Pero, ¿qué pasa cuando la situación estresante se
prolonga demasiado tiempo? Este tipo de situación que pueden ser,
por ejemplo, como las consecuencias invalidantes de un accidente, la enfermedad
de un familiar, la pérdida del trabajo, una separación matrimonial,
nos lleva a que nuestro organismo tenga una sobrecarga de tensión
durante cierto tiempo y acabe teniendo consecuecias físicas como
dolor de estómago, sufrir insomnio, que nos suba la tensión,
incluso que suframos disfunciones sexuales....
Cuando el estrés es intolerable para nuestro organismo, las consecuencias
físicas y psíquicas pueden ser muy acusadas. Hablamos de
estrés intolerable en las situaciones en las que pasamos por una
enfermedad larga en nuestro entorno familiar, accidentes graves, terrorismo,
muerte de algún familiar muy cercano, y todas aquellas situaciones
tan dramáticas que personalmente podemos calificar de "trauma".
Una situación traumática es aquella en la que nos sentimos
en un estado de indefensión, sufriendo un impacto vital de tal
magnitud que nuestras vidas sufren un brusco cambio.
Desgraciadamente, todavía no podemos coger una neurona viva y ponerla
bajo el microscopio para observarla, pero diariamente tenemos ejemplos
de las consecuencias del estrés: una paciente, de 40 años,
lleva dos años sufriendo migrañas después de que
su marido padeciera un internamiento hospitalario de 6 meses con un gravísimo
problema de páncreas, del que muy pocos sobreviven. Toda aquella
tensión, miedo, desesperanza -máxime cuando los médicos
afirmaban que su marido se moriría- ha provocado en la paciente
una respuesta de dolor aprendido innecesario, aún cuando su marido
está ya fuera de peligro.
Frecuentemente vemos como condiciones adversas de larga duración
en la vida de las personas se convierten en dolor, un dolor incapacitante,
sin causa orgánica, que es una memoria del otro dolor, del psíquico.
A menudo, los problemas psicosomáticos producidos por el estrés
incluyen problemas intestinales, hemorroides, afecciones de la piel, caida
de cabello, asma... Todo nuestro cuerpo puede sufrir las consecuencias
del estrés y de los problemas emocionales, y está tan extendido
el problema, que buena parte de los pacientes que vemos en la consulta
del médico general -hasta un 60%- están sufriendo debido
a problemas psicosomáticos derivados del estrés o de los
problemas emocionales.
Lamentablemente, la sanidad en nuestro pais no tiene muchas más
respuestas que la medicación de nuestros problemas psicosomáticos
y emocionales... medicación que en el mejor de los casos aliviará
los síntomas pero no curará el problema, ya que lógicamente,
es de origen psicológico.
Cuando la sitaución traumática es tan grave que la persona
teme por su vida o ve morir a otras personas (terrorismo, guerra, violencia)

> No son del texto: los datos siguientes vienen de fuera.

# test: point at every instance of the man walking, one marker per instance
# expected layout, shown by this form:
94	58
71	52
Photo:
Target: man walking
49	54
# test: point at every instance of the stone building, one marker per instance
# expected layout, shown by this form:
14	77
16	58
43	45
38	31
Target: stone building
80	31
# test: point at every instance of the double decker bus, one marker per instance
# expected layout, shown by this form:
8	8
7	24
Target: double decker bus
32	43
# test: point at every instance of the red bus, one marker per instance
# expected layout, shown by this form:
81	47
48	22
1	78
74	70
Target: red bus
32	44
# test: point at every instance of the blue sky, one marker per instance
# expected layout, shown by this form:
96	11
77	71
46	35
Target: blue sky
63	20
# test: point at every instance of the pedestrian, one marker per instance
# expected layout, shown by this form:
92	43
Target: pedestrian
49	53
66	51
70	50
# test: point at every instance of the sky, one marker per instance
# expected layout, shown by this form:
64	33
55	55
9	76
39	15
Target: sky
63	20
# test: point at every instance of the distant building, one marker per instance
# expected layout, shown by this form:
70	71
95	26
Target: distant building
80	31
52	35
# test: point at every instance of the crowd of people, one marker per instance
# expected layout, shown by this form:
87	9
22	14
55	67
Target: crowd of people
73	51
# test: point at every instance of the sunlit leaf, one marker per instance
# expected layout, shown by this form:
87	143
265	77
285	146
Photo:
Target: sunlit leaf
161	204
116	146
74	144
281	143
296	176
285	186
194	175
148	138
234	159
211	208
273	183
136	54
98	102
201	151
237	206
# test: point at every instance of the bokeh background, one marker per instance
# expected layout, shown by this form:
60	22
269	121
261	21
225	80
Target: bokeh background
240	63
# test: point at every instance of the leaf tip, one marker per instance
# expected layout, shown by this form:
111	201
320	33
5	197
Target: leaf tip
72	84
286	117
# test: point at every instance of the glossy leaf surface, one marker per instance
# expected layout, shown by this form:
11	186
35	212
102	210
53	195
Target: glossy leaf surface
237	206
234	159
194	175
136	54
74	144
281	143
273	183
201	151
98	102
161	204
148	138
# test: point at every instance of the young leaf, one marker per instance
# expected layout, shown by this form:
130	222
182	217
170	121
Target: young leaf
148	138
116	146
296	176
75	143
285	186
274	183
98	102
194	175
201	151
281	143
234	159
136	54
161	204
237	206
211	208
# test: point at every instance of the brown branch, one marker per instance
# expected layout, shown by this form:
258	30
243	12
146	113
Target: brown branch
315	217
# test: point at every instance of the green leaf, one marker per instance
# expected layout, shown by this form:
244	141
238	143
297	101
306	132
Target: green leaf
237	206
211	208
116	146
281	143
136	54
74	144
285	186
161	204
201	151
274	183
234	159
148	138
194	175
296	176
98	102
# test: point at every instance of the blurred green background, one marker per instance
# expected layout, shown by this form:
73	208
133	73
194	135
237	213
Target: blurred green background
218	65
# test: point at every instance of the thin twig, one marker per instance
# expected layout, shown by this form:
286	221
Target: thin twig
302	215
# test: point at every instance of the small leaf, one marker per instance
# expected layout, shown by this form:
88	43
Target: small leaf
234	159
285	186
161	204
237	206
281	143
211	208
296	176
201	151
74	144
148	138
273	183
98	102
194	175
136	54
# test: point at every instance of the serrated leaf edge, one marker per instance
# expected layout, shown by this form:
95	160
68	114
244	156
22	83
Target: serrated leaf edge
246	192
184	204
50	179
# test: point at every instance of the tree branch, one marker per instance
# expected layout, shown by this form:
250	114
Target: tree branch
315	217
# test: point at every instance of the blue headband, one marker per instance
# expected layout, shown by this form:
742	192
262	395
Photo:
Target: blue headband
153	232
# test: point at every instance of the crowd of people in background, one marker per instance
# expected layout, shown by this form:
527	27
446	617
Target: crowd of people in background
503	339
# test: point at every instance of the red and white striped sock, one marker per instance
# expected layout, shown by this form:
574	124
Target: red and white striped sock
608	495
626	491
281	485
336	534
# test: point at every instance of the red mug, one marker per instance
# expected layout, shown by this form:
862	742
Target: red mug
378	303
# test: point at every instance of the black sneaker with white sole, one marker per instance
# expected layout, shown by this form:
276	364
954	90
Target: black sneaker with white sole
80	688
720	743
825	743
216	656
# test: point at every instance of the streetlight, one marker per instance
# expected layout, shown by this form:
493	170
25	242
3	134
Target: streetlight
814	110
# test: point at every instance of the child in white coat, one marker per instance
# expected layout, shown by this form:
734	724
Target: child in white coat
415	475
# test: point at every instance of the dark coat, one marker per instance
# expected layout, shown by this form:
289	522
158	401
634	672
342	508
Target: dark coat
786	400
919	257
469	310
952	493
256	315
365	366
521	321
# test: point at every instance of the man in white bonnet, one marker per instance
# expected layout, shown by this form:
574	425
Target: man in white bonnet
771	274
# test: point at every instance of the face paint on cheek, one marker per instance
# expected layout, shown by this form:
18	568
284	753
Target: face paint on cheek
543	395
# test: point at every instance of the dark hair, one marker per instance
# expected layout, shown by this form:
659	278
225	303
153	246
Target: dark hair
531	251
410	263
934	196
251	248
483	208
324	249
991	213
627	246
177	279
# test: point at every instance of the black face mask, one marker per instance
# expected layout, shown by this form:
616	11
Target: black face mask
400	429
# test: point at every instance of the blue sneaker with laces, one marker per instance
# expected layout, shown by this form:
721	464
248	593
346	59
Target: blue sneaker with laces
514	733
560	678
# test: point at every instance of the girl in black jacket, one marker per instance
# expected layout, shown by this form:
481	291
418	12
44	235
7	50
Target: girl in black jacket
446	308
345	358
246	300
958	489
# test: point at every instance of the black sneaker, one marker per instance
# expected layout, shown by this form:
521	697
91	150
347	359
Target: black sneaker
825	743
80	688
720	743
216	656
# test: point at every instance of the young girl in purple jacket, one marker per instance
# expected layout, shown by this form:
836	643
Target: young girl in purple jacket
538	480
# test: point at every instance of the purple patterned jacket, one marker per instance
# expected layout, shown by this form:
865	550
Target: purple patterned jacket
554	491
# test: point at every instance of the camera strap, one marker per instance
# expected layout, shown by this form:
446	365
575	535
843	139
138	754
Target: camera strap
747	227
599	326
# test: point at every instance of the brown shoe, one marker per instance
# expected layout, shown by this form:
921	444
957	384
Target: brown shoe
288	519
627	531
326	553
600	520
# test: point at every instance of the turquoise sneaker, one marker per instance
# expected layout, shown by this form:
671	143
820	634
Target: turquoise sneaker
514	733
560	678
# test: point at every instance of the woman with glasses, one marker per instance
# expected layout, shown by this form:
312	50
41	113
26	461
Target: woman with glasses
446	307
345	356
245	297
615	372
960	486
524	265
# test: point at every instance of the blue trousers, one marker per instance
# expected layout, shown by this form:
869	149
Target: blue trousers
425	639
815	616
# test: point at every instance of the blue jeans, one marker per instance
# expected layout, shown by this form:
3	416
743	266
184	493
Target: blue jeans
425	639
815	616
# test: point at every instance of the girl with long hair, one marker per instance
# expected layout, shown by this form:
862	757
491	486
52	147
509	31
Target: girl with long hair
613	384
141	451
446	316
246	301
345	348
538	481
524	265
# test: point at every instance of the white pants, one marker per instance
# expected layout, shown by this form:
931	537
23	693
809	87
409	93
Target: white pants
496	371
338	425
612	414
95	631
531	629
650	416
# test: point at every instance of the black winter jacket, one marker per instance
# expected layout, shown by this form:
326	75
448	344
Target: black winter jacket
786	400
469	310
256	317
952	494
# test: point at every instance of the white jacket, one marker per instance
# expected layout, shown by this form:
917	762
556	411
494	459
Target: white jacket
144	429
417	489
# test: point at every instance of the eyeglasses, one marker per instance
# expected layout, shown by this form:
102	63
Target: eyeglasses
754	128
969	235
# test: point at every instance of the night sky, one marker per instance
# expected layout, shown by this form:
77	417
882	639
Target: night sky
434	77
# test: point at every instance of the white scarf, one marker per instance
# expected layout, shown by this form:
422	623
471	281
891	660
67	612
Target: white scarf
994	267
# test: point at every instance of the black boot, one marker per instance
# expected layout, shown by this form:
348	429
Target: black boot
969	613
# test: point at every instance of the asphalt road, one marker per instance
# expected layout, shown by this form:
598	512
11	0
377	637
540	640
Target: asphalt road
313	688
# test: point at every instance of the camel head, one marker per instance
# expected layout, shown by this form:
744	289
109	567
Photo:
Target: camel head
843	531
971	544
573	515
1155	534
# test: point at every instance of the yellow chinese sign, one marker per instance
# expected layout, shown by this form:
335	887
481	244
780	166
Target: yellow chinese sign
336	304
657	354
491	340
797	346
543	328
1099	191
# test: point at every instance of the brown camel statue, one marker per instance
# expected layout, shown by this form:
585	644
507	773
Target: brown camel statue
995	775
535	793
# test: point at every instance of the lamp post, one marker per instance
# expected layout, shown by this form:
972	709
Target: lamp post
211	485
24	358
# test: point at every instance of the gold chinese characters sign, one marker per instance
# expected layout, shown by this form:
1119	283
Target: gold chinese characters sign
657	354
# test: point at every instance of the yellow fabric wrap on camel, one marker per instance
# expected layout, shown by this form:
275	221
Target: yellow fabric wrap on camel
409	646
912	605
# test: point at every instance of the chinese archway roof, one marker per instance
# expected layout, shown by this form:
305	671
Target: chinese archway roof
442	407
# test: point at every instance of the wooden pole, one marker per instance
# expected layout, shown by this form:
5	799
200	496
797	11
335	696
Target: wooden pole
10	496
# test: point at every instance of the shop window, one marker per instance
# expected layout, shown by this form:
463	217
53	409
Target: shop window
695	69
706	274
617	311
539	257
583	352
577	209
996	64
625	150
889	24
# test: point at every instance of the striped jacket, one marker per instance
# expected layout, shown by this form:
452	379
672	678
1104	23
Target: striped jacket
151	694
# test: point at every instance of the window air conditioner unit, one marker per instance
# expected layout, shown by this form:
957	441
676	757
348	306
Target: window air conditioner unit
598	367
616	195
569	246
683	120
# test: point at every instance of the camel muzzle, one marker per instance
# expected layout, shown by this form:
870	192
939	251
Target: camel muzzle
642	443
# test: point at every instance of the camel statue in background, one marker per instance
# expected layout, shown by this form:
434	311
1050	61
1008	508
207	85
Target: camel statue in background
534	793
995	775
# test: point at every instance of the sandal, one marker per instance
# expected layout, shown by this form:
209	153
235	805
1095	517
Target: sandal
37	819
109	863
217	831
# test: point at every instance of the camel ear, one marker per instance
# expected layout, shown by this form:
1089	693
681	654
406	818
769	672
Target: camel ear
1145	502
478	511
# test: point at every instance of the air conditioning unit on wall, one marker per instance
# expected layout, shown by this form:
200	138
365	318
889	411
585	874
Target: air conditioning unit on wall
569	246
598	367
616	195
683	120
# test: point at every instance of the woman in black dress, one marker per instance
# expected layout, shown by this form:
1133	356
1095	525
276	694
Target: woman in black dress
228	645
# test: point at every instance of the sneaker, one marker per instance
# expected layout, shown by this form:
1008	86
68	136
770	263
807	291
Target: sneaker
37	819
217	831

puede llegar a sufrir síntomas que impidan una vida normal. Estos
síntomas pueden hacer revivir involuntariamente y en forma estresante
las imágenes y recuerdos del trauma, momentos de ansiedad descontrolada,
no poder afrontar las actividades cotidianas, insomnio, irritabilidad...
Es una afectación muy grave que se llama Trastorno por Estrés
Postraumático y que sufre casi el 25% de las personas que han pasado
por un accidente de tráfico con muertos, el 20% de los que sufren
la muerte inesperada de un familiar o amigo, el 65% de las víctimas
de abusos sexuales, el 80% de los prisioneros de guerra (1). Además,
cuando muere alguien cercano, muchas veces nos queda la sensación
de que podríamos haber hecho alguna cosa más: esto también
es un dolor emocional.
Las familias de las personas con discapacidad también tenemos un
largo historial de sufrimiento emocional y estrés. Los que somos
padres de una persona con discapacidad, en cada etapa de su desarrollo
hemos tenido que luchar, muchas veces hasta con instituciones, por saber
y hacer lo que sería lo mejor para nuestro hijo más allá
de las normas administrativas del momento. El tema es de gran repercusión
social: cerca del 15% de las familias tienen un hijo/a con enfermedad
crónica o algún tipo de discapacidad 2, y es muy común
que las familias tengan que andar buscando soluciones y plazas en cada
cambio de etapa de su hijo/a. La enfermedad, la discapacidad y la muerte
son experiencias universales que ponen a las familias frente a uno de
los mayores desafíos de la vida. El efecto de un diagnóstico
de cáncer o de convivir con una persona con discapacidad se hace
sentir en todo el sistema familiar: todos los miembros de la familia se
ven afectados. Algunas familias sufren un deterioro en su calidad de vida,
que va desde el desequilibrio psicológico hasta la ruptura de la
pareja, mientras otras familias tienen capacidad de adaptación
y superan la crisis (70%). Las madres de personas con discapacidad son
las que llevan la peor parte: un 48% llegan a sufrir depresión
y un 20% problemas de ansiedad. Por el contra los padres de personas con
discapacidad llegan a sufrir más problemas de ansiedad (40%) que
de depresión (15%), problablemente porque la madre brega con los
problemas cotidianos de la persona con discapacidad, más cercana
a la frustración y a la desesperanza, y el padre generalmente sustento
económico de la familia, está más fuera de casa y
percibe con más distanciamiento la problemática general
de la familia.
Lo más grave es que los sistemas de apoyo a la familia brillan
por su ausencia y los equipos que hay trabajando para las familias son
escasos, con lo que un 70% de las familias nunca han visto a un profesional
de salud mental 2.
En el Servicio de salud mental SUPORT FAMILIAR ESCLAT atendemos a las
familias de personas con discapacidad desde hace ya 6 años con
la financiación de la Generalitat,y tenemos presentes cotidianamente
todos estos problemas. Nuestro objetivo es ayudar a recuperar el equilibrio
de las personas y familias, y solucionar los complejos resultados que
produce el estrés en las familias de personas con discapacidad.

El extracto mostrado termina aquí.